Le tribunal de commerce de Londres a donné son feu vert, mercredi 1er juillet, à un plan de restructuration pour TG Jones, l'enseigne héritière de la célèbre chaîne britannique WH Smith. Ce feu vert judiciaire ouvre la voie à la fermeture de près de 150 magasins et à une réduction significative des effectifs, fragilisant un nom emblématique du commerce de détail vieux de 233 ans.
Le groupe TG Jones, propriété du fonds d'investissement Modella Capital qui avait racheté WH Smith en 2025, se trouvait en proie à des difficultés financières croissantes. Confrontée à l'évolution des habitudes de consommation, à la pression du commerce en ligne et à la hausse des coûts opérationnels, l'entreprise avait sollicité la protection de la justice au printemps dernier. La décision de la Haute Cour de Londres valide un accord conclu avec les créanciers, qui prévoit la fermeture de quelque 150 points de vente sur les 400 que compte l'enseigne.

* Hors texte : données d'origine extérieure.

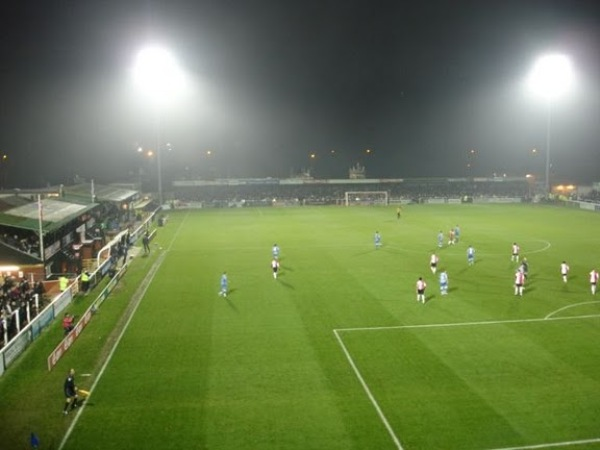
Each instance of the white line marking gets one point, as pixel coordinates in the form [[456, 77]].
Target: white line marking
[[368, 392], [464, 324], [554, 444], [569, 306], [145, 285], [447, 325]]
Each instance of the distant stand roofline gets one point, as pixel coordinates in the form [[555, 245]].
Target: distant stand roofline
[[348, 181]]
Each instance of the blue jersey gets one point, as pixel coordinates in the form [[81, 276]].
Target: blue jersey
[[224, 282], [443, 279]]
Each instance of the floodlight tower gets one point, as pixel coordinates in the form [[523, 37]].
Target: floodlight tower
[[551, 77], [159, 77]]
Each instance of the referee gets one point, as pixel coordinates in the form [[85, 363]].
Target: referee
[[70, 392]]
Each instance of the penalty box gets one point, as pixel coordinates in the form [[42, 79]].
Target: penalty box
[[482, 385]]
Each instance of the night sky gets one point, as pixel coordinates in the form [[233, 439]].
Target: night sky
[[419, 84]]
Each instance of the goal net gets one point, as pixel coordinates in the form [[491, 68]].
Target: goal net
[[365, 198]]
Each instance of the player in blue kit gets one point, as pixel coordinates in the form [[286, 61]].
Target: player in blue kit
[[377, 240], [470, 255], [224, 285], [443, 282]]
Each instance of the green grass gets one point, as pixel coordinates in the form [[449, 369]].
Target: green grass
[[279, 364]]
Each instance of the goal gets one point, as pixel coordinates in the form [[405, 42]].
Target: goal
[[366, 198]]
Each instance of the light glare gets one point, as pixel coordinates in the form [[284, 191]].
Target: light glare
[[552, 75], [157, 73]]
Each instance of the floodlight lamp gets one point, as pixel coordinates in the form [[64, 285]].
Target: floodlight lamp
[[552, 75], [157, 73]]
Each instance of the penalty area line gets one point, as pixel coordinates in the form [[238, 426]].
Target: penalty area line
[[549, 316], [465, 324], [368, 392], [552, 444]]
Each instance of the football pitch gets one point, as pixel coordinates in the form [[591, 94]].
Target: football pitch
[[336, 353]]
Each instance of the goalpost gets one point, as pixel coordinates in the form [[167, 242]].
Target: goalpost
[[366, 198]]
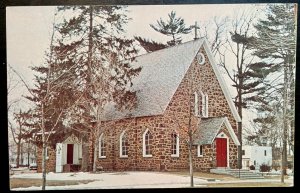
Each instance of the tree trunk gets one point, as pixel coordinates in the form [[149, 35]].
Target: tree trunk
[[285, 125], [44, 166], [191, 164], [95, 155], [85, 154], [28, 155], [18, 154]]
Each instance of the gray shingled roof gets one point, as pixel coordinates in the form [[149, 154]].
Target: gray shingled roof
[[162, 71], [208, 130]]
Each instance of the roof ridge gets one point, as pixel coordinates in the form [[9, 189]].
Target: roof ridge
[[170, 47]]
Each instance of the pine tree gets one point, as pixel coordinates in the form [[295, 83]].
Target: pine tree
[[93, 49], [174, 27], [276, 41], [247, 76]]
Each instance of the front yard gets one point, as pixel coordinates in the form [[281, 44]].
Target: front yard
[[120, 180]]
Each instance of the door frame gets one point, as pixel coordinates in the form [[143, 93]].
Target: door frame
[[223, 135], [71, 152]]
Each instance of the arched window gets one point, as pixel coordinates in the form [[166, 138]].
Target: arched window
[[200, 150], [196, 106], [123, 145], [147, 142], [174, 144], [204, 104], [102, 146]]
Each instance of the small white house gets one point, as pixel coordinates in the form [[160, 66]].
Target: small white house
[[256, 155]]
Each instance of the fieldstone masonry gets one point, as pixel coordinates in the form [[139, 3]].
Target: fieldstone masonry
[[175, 119]]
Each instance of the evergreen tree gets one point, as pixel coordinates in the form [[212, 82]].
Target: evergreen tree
[[276, 42], [247, 76], [174, 27], [92, 48]]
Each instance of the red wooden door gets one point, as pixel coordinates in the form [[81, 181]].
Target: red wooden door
[[70, 153], [221, 152]]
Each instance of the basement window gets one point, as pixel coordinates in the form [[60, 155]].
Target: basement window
[[175, 145], [147, 142], [200, 150]]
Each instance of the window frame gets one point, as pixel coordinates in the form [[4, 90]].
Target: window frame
[[122, 145], [204, 109], [101, 138], [200, 150], [176, 144], [144, 143], [196, 104]]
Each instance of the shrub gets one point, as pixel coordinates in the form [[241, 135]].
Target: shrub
[[252, 167], [264, 168]]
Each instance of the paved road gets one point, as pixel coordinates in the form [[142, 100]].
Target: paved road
[[125, 180]]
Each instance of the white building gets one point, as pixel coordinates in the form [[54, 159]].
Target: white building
[[256, 155]]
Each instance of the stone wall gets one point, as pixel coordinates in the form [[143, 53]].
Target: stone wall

Un plan de restructuration drastique
Le plan approuvé par le tribunal permet à TG Jones de sortir de la procédure de redressement en réduisant de manière drastique son parc locatif. Selon des sources proches du dossier, environ 250 magasins devraient survivre à cette réorganisation. Le nombre exact de suppressions de postes n'a pas été officiellement communiqué, mais les syndicats estiment que plusieurs milliers d'emplois pourraient être menacés. L'accord prévoit également une renégociation des loyers pour les sites maintenus, un mécanisme courant dans les restructurations de ce type au Royaume-Uni.
La chaîne TG Jones emploie encore environ 5 000 personnes à travers le pays. La direction a indiqué que « cette restructuration est indispensable pour assurer l'avenir de l'entreprise et préserver le maximum d'emplois possible ». De son côté, le syndicat USDAW a exprimé sa « profonde inquiétude » face à l'ampleur des fermetures et a demandé des mesures d'accompagnement pour les salariés concernés.
Quel avenir pour l'emblème du high street britannique ?
L'histoire de WH Smith remonte à 1792, date de l'ouverture de la première librairie-papeterie par Henry Walton Smith et sa femme Anna. Devenue une institution sur les artères commerçantes du Royaume-Uni et dans les gares, la marque avait été cédée en 2025 pour une somme non divulguée à Modella Capital, un fonds spécialisé dans le redressement de marques en difficulté. Ce dernier avait rapidement procédé au changement de nom de l'enseigne, la rebaptisant TG Jones, en référence au fondateur du fonds.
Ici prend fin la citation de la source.